The odds of a Fed rate cut in December fell to 67%, down from more than 90% in previous months. This sudden reversal in monetary policy cools enthusiasm. Paul Howard, director at Wincent, notes that “ cryptocurrency is now more than ever closely linked to macroeconomics “.

The stock markets are amplifying the movement. The Nasdaq lost 2% and the S&P 500 lost 1.3%, dragging crypto stocks in their wake. Miners exposed to AI infrastructure suffer the most severe losses: Bitdeer collapses by 19%, Bitfarms by 13%. Exchange platforms are not spared with drops of between 7% and 8%.

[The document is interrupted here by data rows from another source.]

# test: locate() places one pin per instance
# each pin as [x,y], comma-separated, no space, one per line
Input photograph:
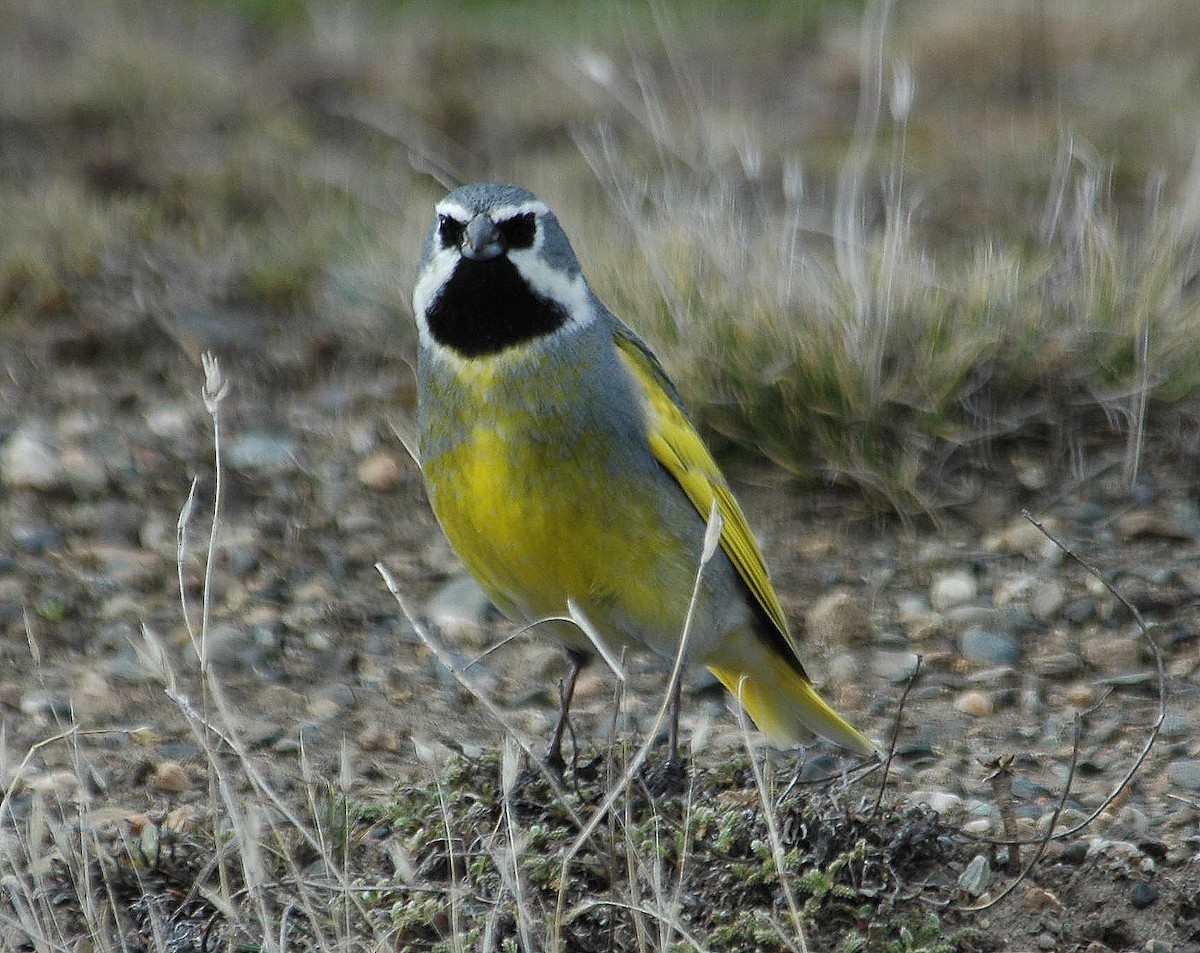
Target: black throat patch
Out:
[487,306]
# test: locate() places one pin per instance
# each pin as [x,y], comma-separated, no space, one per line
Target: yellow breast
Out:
[540,510]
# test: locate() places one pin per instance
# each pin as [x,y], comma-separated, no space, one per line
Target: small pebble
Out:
[839,618]
[989,647]
[1080,694]
[943,802]
[53,783]
[460,609]
[379,471]
[1079,610]
[1048,599]
[171,778]
[83,472]
[975,880]
[951,589]
[1023,538]
[28,460]
[1143,894]
[975,703]
[1176,726]
[264,453]
[1113,653]
[844,669]
[894,666]
[1185,773]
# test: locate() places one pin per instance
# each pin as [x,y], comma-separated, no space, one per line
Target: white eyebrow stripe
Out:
[523,208]
[454,210]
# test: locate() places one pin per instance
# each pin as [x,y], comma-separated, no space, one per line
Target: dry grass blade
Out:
[1044,841]
[1161,687]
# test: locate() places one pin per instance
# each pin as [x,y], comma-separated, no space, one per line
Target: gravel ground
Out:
[102,429]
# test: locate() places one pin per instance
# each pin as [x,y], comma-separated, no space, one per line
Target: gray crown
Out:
[483,197]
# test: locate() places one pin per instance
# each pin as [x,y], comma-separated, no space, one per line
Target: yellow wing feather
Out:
[767,677]
[679,449]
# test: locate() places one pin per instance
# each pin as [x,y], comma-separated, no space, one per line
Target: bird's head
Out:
[496,273]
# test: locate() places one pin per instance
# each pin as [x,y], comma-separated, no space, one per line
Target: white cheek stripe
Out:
[571,293]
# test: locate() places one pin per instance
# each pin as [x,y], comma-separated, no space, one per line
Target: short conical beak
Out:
[481,239]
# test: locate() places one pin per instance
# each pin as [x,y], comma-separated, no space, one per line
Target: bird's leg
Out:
[673,723]
[565,693]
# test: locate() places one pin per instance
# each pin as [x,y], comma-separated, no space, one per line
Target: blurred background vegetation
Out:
[897,247]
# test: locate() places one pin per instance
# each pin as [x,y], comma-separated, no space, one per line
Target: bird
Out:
[569,478]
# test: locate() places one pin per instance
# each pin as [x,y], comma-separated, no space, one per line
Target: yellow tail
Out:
[781,701]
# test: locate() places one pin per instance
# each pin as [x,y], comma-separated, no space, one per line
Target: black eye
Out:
[450,231]
[519,231]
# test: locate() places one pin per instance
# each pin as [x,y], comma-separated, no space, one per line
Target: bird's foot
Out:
[667,777]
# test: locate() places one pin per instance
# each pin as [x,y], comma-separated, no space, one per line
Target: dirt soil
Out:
[311,647]
[103,429]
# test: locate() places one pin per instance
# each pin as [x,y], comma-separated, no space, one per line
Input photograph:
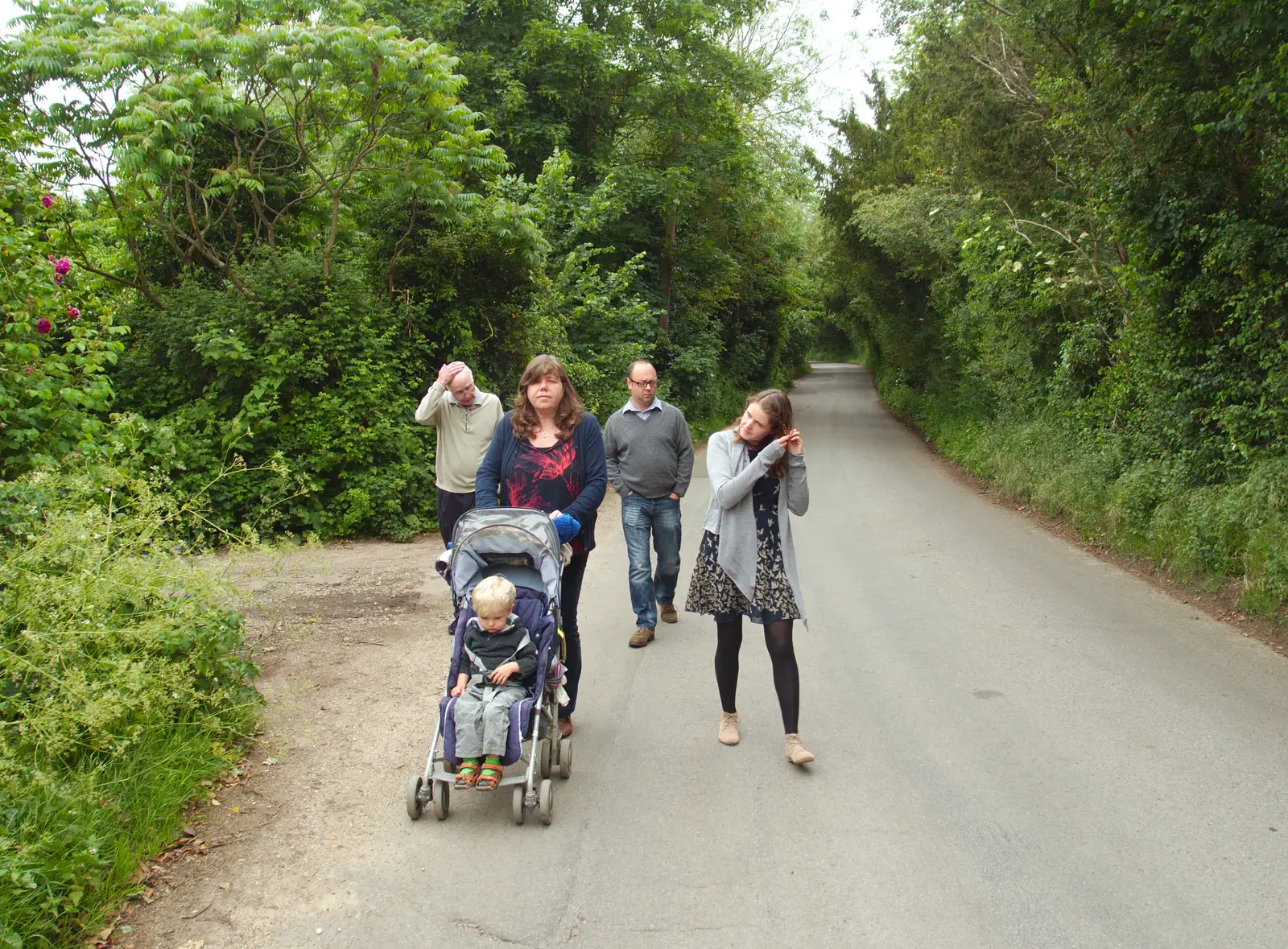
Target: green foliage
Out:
[122,687]
[249,122]
[1062,251]
[309,373]
[58,337]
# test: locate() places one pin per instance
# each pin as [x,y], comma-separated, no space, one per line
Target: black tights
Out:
[787,678]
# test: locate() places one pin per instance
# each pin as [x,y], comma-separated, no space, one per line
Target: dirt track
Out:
[1019,745]
[345,633]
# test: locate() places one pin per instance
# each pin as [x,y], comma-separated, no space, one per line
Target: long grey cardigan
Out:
[731,513]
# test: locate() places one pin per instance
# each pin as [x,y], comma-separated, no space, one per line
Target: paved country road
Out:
[1018,746]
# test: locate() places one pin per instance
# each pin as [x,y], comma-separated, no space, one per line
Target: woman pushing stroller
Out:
[746,563]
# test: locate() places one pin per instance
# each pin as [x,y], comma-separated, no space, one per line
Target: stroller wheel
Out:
[414,804]
[564,757]
[517,805]
[442,798]
[547,801]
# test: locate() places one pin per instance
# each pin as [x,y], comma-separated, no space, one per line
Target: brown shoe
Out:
[796,753]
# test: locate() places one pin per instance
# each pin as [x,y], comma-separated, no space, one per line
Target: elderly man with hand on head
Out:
[465,419]
[650,457]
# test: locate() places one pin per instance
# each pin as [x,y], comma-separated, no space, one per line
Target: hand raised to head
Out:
[446,373]
[792,442]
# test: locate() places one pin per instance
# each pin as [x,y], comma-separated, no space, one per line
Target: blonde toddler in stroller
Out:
[506,680]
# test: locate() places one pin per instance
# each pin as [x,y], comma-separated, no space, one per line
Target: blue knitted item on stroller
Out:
[523,547]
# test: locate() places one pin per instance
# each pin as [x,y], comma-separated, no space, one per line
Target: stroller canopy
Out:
[518,543]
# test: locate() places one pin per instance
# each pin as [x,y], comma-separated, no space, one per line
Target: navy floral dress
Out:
[712,592]
[547,479]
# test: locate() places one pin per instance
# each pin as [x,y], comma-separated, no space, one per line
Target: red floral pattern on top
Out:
[545,479]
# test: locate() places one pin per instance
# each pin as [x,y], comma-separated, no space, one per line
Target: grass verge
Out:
[1211,536]
[122,688]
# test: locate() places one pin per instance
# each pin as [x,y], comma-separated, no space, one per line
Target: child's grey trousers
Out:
[483,719]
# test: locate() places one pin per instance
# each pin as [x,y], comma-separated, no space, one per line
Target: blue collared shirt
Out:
[654,406]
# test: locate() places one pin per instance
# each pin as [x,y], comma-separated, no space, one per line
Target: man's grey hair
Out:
[630,369]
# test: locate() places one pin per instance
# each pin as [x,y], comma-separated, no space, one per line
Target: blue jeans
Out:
[660,517]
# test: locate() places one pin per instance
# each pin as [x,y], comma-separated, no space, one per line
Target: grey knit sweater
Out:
[652,457]
[731,513]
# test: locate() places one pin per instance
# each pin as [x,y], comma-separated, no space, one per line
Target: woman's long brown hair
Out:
[525,420]
[778,407]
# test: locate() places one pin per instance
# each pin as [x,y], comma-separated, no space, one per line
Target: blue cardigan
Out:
[589,444]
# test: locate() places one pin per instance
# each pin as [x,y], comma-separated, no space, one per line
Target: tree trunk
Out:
[669,268]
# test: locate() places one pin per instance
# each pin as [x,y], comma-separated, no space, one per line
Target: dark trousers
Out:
[570,595]
[451,506]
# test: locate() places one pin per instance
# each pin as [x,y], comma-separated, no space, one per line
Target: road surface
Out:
[1018,746]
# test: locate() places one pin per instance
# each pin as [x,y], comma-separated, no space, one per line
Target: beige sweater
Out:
[464,434]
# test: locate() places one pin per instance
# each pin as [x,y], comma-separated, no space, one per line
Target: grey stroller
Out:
[522,545]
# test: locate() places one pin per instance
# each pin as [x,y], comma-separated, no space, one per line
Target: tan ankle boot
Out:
[796,753]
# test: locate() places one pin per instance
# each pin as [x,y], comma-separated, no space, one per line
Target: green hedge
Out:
[122,685]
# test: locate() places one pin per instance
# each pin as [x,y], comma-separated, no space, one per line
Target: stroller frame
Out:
[545,751]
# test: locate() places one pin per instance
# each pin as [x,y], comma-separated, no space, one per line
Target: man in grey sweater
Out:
[650,456]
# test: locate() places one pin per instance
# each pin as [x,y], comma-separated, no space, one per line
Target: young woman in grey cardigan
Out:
[746,564]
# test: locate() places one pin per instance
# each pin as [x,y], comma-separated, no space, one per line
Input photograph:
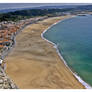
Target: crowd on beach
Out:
[8,31]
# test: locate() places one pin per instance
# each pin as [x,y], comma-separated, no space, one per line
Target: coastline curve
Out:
[86,85]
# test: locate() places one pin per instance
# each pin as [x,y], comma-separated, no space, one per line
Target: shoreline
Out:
[19,59]
[86,85]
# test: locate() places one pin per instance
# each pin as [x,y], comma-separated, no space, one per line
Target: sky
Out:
[28,5]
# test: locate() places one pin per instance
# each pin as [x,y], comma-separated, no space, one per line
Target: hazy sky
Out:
[29,5]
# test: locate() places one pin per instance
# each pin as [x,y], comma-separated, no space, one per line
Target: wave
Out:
[86,85]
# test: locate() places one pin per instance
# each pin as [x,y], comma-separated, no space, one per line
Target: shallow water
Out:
[74,40]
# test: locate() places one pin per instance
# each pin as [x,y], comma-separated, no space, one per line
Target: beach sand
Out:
[33,62]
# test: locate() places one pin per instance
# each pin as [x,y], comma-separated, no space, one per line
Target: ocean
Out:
[73,38]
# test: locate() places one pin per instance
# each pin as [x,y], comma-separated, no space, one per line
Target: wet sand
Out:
[34,63]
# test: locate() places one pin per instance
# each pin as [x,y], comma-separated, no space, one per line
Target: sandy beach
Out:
[34,63]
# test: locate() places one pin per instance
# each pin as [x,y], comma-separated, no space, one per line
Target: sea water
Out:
[73,38]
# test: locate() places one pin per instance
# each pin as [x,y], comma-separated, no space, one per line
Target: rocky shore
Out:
[5,81]
[34,63]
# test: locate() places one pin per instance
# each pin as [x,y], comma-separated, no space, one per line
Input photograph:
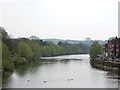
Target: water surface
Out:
[57,71]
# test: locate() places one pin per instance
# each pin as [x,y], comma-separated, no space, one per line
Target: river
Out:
[55,72]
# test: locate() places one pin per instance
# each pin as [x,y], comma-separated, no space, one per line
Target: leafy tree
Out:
[7,64]
[25,50]
[96,49]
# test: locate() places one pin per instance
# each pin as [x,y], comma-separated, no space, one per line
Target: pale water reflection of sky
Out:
[62,19]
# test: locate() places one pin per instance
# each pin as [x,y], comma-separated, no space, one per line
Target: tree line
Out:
[21,50]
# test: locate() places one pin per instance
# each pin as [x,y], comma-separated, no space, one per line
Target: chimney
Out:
[119,19]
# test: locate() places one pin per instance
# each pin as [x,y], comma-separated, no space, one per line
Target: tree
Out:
[25,50]
[7,64]
[96,49]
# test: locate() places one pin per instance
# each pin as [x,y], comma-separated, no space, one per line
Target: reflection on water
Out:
[69,71]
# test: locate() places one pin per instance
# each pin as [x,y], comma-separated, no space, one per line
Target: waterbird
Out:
[45,81]
[68,79]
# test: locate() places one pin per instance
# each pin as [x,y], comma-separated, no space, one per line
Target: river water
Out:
[56,72]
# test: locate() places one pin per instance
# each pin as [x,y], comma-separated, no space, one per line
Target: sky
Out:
[61,19]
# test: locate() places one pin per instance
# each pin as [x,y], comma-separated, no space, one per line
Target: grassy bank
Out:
[106,65]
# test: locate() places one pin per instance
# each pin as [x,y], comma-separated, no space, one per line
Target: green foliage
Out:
[96,49]
[7,64]
[18,60]
[35,48]
[25,50]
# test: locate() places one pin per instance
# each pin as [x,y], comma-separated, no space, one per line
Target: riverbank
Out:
[106,65]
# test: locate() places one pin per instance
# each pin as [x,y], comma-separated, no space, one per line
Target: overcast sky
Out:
[62,19]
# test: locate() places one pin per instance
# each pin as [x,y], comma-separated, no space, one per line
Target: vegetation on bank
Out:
[22,50]
[96,49]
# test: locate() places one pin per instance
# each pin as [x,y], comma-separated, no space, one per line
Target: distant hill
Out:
[89,42]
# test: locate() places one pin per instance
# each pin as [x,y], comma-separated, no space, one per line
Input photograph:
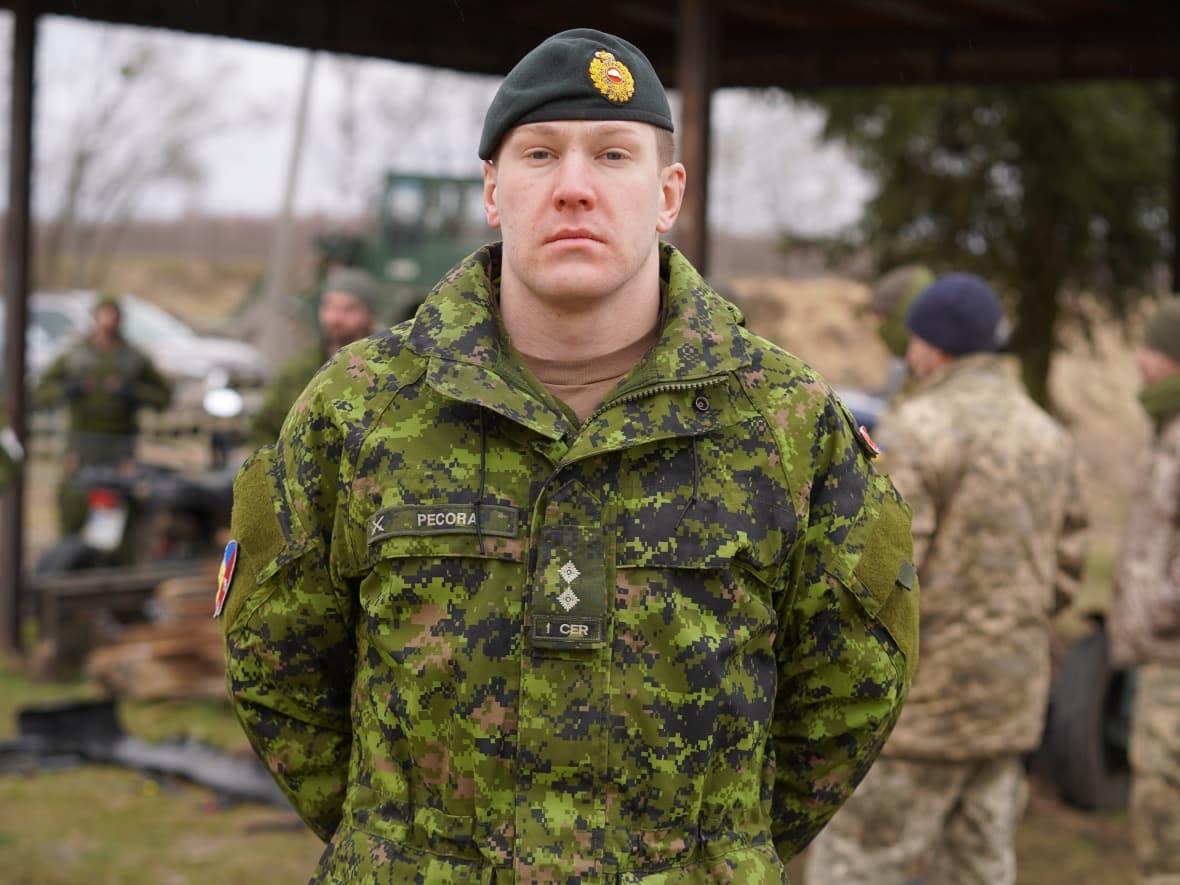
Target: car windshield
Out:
[145,325]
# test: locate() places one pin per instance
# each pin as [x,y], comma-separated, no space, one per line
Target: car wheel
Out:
[1089,716]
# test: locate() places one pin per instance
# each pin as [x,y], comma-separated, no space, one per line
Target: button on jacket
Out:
[478,642]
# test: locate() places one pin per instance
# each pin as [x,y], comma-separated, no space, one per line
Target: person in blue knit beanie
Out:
[998,543]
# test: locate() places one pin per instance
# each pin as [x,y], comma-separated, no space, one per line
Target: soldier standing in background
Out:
[998,545]
[890,302]
[103,381]
[1145,617]
[348,310]
[570,577]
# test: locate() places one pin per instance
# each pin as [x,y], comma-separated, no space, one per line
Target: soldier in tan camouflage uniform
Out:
[570,578]
[997,536]
[104,381]
[1145,618]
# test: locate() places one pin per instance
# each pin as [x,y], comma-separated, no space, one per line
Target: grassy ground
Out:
[119,827]
[99,824]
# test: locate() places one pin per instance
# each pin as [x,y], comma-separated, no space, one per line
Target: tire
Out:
[1088,727]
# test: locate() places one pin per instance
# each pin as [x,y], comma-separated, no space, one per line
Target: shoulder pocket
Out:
[889,577]
[255,526]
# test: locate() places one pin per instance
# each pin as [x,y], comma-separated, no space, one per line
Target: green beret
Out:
[1162,329]
[579,74]
[359,283]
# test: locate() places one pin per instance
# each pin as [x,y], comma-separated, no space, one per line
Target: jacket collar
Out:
[459,332]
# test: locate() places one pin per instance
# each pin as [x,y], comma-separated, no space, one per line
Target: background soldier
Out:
[104,381]
[348,309]
[889,305]
[997,539]
[570,577]
[1145,618]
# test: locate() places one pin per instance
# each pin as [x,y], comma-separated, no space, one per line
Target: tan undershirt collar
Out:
[582,384]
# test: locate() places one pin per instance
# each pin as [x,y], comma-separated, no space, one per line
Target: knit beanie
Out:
[579,74]
[1162,329]
[958,314]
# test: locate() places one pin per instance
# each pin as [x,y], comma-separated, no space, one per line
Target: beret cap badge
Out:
[611,78]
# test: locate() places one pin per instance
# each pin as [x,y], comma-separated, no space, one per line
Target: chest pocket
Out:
[688,505]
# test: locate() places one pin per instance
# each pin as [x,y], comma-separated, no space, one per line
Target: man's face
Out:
[924,359]
[579,205]
[106,319]
[1154,366]
[343,318]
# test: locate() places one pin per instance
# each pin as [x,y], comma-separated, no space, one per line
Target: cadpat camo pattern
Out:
[476,642]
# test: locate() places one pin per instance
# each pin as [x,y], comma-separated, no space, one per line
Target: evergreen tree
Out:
[1046,191]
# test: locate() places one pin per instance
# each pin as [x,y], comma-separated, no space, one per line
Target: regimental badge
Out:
[224,576]
[611,78]
[869,441]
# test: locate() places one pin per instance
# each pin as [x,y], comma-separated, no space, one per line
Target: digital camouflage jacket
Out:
[282,392]
[476,642]
[104,392]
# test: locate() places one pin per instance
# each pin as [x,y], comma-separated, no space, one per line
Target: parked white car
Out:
[190,360]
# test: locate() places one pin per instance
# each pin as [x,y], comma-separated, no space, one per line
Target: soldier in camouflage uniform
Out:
[103,381]
[891,297]
[998,543]
[570,578]
[1145,618]
[348,309]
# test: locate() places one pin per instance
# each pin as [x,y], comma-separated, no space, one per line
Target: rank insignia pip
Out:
[224,576]
[611,78]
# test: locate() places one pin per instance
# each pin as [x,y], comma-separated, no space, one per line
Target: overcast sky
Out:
[771,171]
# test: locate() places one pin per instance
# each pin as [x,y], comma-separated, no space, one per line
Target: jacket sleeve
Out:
[288,617]
[850,635]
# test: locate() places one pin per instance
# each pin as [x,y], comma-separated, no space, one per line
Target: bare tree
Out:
[131,133]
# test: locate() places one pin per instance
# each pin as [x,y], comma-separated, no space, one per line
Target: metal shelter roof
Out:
[760,43]
[695,45]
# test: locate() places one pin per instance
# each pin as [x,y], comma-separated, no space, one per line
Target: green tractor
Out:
[424,225]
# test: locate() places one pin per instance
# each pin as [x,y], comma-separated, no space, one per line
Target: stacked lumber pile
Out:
[178,654]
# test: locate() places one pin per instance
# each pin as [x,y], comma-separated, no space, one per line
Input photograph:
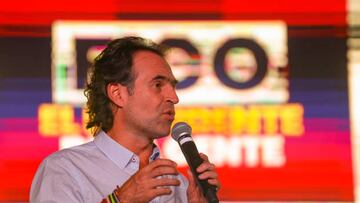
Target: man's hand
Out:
[144,185]
[206,171]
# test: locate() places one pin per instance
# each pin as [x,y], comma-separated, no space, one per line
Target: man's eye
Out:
[158,84]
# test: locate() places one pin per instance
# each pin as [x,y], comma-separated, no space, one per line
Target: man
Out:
[131,97]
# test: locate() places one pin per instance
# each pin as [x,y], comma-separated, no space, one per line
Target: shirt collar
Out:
[116,152]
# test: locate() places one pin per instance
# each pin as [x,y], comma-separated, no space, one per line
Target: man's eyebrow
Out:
[173,82]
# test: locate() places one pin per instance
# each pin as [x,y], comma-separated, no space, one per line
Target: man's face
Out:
[149,110]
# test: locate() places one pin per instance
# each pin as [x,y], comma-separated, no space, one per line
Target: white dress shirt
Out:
[90,172]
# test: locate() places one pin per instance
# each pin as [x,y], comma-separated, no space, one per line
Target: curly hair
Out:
[113,65]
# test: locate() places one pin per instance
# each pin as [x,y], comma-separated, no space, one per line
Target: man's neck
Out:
[139,145]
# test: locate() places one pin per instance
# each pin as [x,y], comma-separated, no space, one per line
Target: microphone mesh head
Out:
[179,130]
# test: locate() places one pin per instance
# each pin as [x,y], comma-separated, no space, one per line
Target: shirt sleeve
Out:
[54,183]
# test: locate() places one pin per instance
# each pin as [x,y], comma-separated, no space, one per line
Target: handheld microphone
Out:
[181,132]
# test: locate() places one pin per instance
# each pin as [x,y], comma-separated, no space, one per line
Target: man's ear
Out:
[116,93]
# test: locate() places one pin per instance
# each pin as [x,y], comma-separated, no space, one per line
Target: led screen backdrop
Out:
[271,111]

Some glimmers of hope nevertheless remain. JPMorgan maintains its target of $170,000 in the next six to 12 months, relying on a miner production cost of $94,000 being a solid floor.

In addition, Taiwan is preparing a report to assess the integration of bitcoin into its strategic national reserves by the end of 2025, a signal that could inspire other Asian nations.

Consolidation necessary before the rebound?

The crypto market is going through a phase of questioning. November, traditionally the best performing month with an average increase of 41.78% since 2013, has so far disappointed expectations. This consolidation could, however, prove beneficial after the euphoria of October and the historic peak at $125,100.

Analysts remain divided. Some see this decline as an opportunity for accumulation, others fear that the peaks of 2025 are already behind us. The answer will largely depend on the return of liquidity to the markets and the clarification of US monetary policy in the weeks to come.